TensorFlow-based implementation of "ICNet for Real-Time Semantic Segmentation on High-Resolution Images".

Overview

ICNet_tensorflow

HitCount

This repo provides a TensorFlow-based implementation of paper "ICNet for Real-Time Semantic Segmentation on High-Resolution Images," by Hengshuang Zhao, and et. al. (ECCV'18).

The model generates segmentation mask for every pixel in the image. It's based on the ResNet50 with totally three branches as auxiliary paths, see architecture below for illustration.

We provide both training and inference code in this repo. The pre-trained models we provided are converted from caffe weights in Official Implementation.

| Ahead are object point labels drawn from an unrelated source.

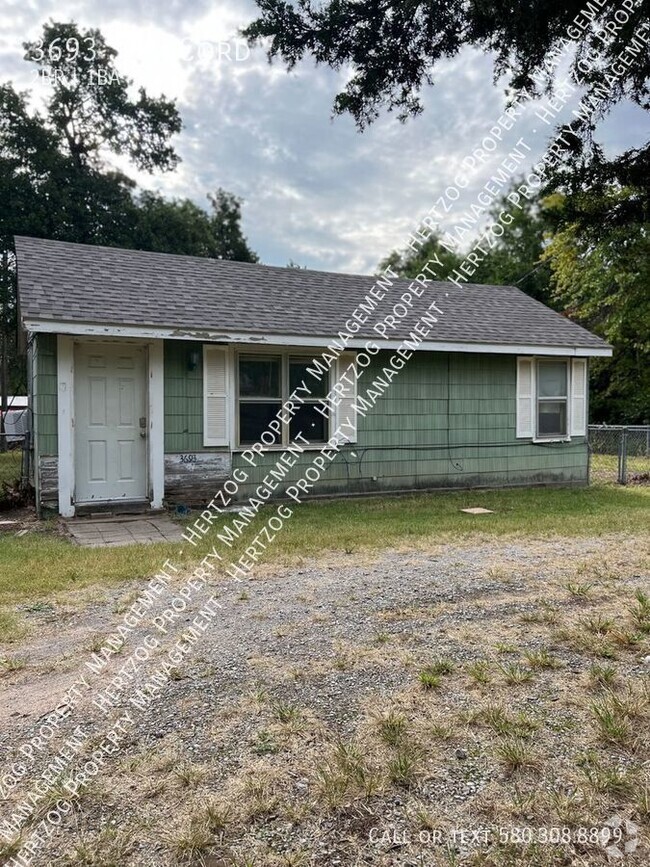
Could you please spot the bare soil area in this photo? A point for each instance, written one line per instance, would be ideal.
(477, 704)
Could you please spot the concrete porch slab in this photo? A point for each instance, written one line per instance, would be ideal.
(123, 530)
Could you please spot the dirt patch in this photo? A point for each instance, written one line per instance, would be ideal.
(361, 711)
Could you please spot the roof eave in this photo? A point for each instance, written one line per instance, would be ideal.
(147, 332)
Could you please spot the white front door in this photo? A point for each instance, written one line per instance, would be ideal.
(110, 422)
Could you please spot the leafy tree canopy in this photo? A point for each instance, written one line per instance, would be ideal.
(393, 48)
(89, 108)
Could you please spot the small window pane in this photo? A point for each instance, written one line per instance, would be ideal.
(310, 423)
(298, 373)
(551, 380)
(259, 377)
(254, 419)
(552, 418)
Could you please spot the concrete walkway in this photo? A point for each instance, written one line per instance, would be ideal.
(123, 530)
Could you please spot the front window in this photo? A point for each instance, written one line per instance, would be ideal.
(266, 382)
(552, 398)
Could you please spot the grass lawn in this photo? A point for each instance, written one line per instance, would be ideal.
(10, 463)
(41, 564)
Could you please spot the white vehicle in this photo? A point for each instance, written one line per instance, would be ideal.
(16, 419)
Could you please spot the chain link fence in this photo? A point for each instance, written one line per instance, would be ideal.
(619, 454)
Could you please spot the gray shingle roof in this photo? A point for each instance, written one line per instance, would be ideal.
(104, 285)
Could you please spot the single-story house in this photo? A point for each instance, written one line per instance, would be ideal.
(155, 378)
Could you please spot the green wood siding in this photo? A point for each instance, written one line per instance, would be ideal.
(447, 420)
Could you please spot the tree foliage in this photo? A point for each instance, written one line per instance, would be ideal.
(601, 278)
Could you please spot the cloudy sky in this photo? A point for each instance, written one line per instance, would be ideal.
(315, 190)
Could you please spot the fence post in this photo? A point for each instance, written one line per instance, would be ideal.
(622, 458)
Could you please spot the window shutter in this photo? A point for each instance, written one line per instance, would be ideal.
(346, 363)
(525, 397)
(215, 396)
(578, 397)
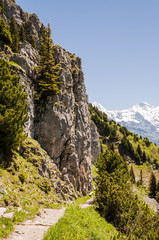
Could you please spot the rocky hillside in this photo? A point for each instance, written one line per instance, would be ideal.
(61, 123)
(142, 119)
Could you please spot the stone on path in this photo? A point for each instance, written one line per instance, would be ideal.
(35, 229)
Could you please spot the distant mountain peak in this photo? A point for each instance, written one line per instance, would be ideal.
(141, 118)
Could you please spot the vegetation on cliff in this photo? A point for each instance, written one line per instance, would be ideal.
(47, 84)
(13, 109)
(117, 203)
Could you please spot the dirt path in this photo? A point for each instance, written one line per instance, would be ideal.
(35, 229)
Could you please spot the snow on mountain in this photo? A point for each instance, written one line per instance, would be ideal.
(142, 119)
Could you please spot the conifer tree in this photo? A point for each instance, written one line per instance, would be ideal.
(13, 109)
(152, 186)
(139, 150)
(144, 156)
(157, 186)
(132, 175)
(48, 73)
(141, 180)
(15, 35)
(2, 7)
(22, 35)
(32, 41)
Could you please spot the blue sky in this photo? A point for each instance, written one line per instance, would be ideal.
(118, 41)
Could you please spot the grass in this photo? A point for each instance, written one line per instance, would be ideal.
(80, 224)
(25, 187)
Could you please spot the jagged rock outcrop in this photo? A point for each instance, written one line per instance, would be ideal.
(61, 123)
(95, 145)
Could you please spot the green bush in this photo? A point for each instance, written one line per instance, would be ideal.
(116, 203)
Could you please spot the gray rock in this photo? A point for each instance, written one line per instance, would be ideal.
(2, 211)
(63, 125)
(9, 215)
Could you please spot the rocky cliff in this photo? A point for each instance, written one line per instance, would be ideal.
(61, 124)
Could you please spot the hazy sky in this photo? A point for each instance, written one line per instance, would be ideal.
(118, 41)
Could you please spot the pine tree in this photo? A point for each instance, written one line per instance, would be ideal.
(48, 73)
(152, 185)
(5, 34)
(139, 150)
(13, 109)
(141, 181)
(32, 41)
(157, 187)
(2, 7)
(22, 35)
(144, 156)
(15, 35)
(132, 175)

News (2018.10.22 updated):

Now you can try ICNet on your own image online using ModelDepot live demo!

Table Of Contents

Environment Setup

pip install tensorflow-gpu opencv-python jupyter matplotlib tqdm

Download Weights

We provide pre-trained weights for cityscapes and ADE20k dataset. You can download the weights easily use following command,

python script/download_weights.py --dataset cityscapes (or ade20k)

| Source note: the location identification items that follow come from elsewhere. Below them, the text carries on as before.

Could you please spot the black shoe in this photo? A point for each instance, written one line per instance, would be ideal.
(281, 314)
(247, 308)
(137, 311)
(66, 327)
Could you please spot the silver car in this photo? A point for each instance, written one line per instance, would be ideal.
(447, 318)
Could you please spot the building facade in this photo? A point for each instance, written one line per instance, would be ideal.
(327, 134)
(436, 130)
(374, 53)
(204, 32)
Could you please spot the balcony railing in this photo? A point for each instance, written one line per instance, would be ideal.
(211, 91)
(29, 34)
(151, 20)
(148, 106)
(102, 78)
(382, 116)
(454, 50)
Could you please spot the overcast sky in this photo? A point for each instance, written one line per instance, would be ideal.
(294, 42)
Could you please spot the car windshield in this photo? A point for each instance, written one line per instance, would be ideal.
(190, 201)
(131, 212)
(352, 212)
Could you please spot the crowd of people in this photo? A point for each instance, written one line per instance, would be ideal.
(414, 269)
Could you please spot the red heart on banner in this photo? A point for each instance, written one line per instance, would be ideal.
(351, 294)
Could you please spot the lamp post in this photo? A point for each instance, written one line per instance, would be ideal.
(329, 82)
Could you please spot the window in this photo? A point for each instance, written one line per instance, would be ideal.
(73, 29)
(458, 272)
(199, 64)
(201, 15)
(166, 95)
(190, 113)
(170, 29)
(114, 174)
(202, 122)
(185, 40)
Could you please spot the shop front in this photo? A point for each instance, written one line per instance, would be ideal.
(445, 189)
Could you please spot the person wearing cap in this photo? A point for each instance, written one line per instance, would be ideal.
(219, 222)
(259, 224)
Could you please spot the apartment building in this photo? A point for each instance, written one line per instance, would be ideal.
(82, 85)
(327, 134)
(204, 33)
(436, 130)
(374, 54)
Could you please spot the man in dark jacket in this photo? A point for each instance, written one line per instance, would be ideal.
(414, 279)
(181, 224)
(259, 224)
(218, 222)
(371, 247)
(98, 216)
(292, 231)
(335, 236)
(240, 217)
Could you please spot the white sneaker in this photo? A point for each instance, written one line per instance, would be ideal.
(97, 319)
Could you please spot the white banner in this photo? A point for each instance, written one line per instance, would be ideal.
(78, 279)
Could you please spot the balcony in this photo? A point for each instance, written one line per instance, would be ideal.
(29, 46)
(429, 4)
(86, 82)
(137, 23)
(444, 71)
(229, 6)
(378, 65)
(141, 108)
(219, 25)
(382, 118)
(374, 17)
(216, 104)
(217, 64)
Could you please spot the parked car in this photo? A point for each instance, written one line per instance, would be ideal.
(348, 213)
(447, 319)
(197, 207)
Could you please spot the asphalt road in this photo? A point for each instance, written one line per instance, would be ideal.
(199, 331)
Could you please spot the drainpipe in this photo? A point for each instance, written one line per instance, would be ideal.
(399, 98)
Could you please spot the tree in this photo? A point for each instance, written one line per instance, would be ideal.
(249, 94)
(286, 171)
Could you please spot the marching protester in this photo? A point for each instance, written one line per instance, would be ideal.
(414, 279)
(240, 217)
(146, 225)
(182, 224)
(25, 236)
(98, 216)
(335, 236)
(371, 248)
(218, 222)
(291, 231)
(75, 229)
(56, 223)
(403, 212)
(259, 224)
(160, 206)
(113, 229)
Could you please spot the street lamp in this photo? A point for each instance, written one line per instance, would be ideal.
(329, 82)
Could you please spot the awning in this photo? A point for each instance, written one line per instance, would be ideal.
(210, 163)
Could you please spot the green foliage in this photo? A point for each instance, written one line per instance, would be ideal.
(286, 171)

Download Dataset (Optional)

If you want to evaluate the provided weights or keep fine-tuning on cityscapes and ade20k dataset, you need to download them using different methods.

ADE20k dataset

Simply run following command:

bash script/download_ADE20k.sh

Cityscapes dataset

You need to download Cityscape dataset from Official website first (you'll need to request access which may take couple of days).

Then convert downloaded dataset ground truth to training format by following instructions to install cityscapesScripts then running these commands:

export CITYSCAPES_DATASET=<cityscapes dataset path>
csCreateTrainIdLabelImgs

Get started!

This repo provide three phases with full documented, which means you can try train/evaluate/inference on your own.

Inference on your own image

demo.ipynb show the easiest example to run semantic segmnetation on your own image.

In the end of demo.ipynb, you can test the speed of ICNet.

Here are some results run on Titan Xp with high resolution images (1024x2048):
~0.037(s) per images, which means we can get ~27 fps (nearly same as described in paper).

Evaluate on cityscapes/ade20k dataset

To get the results, you need to follow the steps metioned above to download dataset first.
Then you need to change the data_dir path in config.py.

CITYSCAPES_DATA_DIR = '/data/cityscapes_dataset/cityscape/'
ADE20K_DATA_DIR = './data/ADEChallengeData2016/'

Cityscapes

Perform in single-scaled model on the cityscapes validation dataset. (We have sucessfully re-produced the performance same to caffe framework).

Model Accuracy Model Accuracy
train_30k   67.26%/67.7% train_30k_bn 67.31%/67.7%
trainval_90k 80.90% trainval_90k_bn 0.8081%

Run following command to get evaluation results,

python evaluate.py --dataset=cityscapes --filter-scale=1 --model=trainval

List of Args:

--model=train       - To select train_30k model
--model=trainval    - To select trainval_90k model
--model=train_bn    - To select train_30k_bn model
--model=trainval_bn - To select trainval_90k_bn model

ADE20k

Reach 32.25%mIoU on ADE20k validation set.

python evaluate.py --dataset=ade20k --filter-scale=2 --model=others

Note: to use model provided by us, set filter-scale to 2.

Training on your own dataset

This implementation is different from the details descibed in ICNet paper, since I did not re-produce model compression part. Instead, we train on the half kernels directly.

In orignal paper, the authod trained the model in full kernels and then performed model-pruning techique to kill half kernels. Here we use --filter-scale to denote whether pruning or not.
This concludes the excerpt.